Sometimes I hate comedy that you’re expected to “laugh” at. Almost as much as I hate people who hideously shriek and guffaw in cafes and bars after their second glass of wine. For most of my life I’ve been an LQTM type of guy. I worship at the altar of no-laugh funny. This is where the gold is.
Upon these two deadpan dialogue scenes hang all of the humor and informed attitude of Joel and Ethan Coen‘s Burn After Reading. Idiots will watch these scenes with sour, quizzical expressions and say “Where’s the funny? We don’t get it.” And they never will.

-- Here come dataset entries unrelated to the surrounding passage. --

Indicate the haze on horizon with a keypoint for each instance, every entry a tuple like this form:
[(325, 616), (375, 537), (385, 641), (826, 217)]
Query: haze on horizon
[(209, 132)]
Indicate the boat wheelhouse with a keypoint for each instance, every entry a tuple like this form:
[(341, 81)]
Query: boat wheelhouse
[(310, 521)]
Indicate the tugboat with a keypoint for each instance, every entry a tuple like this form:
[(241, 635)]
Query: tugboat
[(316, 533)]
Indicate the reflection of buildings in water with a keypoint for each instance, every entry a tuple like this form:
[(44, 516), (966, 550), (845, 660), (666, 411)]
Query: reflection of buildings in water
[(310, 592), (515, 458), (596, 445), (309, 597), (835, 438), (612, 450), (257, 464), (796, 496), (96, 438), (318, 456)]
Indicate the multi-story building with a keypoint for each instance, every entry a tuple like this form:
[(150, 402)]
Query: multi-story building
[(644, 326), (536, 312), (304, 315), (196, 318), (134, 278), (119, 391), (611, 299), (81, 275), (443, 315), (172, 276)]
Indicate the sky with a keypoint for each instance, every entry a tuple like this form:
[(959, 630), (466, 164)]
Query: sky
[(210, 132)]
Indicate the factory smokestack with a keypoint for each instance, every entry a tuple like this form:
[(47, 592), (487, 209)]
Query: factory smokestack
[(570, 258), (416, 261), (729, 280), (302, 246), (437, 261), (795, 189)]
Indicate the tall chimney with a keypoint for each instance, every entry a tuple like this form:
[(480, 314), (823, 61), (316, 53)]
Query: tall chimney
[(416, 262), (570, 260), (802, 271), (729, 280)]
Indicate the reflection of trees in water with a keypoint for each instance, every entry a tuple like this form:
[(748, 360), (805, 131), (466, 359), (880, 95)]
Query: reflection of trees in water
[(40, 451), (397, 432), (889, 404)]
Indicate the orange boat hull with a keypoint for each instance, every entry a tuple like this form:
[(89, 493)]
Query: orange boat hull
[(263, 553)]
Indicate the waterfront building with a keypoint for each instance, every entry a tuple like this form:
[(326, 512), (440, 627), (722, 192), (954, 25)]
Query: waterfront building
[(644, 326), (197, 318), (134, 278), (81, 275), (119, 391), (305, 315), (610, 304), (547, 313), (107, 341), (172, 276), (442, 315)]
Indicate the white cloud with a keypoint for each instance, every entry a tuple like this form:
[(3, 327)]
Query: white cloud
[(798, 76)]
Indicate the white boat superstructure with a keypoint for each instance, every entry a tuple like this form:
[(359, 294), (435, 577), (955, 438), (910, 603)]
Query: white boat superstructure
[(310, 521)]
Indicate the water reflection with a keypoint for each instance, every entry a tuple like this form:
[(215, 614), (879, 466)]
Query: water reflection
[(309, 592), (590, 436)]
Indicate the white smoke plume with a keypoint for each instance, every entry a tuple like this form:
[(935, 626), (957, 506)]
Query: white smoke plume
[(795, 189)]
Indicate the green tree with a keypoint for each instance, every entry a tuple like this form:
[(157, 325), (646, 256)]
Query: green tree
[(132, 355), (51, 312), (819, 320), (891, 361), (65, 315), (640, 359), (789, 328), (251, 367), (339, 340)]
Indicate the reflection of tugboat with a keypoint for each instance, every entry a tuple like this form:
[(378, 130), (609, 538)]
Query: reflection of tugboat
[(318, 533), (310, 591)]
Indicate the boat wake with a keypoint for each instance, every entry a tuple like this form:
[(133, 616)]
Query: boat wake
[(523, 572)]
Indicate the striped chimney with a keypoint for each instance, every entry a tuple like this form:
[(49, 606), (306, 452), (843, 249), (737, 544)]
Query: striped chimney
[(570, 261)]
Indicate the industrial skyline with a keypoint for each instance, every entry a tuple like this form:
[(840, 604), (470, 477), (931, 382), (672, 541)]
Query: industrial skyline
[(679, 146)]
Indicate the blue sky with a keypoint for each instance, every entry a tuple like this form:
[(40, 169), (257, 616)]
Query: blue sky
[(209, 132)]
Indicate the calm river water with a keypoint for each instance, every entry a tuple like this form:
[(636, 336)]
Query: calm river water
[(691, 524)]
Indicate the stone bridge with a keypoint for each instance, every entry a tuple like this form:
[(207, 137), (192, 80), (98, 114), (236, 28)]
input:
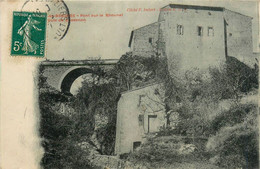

The senior artist — the guy who channels most of the music, does most of the dancing and “carries the ball”, so to speak — is the great David Rasche (Sledgehammer, United 93, In The Loop). J. K. Simmons is obviously on the same wavelength, of course, but he’s strictly a straight man. Rasche owns this scene.
It has been said that the absolute Coen peak of the aughts (and arguably of their careers) happened between ’07 and ’09, and involved three films in quick succession — No Country For Old Men (’07), Burn After Reading (’08) and A Serious Man (’09). My fourth favorite Coen film of the aughts is Intolerable Cruelty (’03).
Blood Simple was obviously the best Coen film of the ’80s. Fargo (’96) and The Big Lebowski (’98) were the crown jewels of the ’90s. The best Coen film of the 20teens, of course, was Inside Llewyn Davis.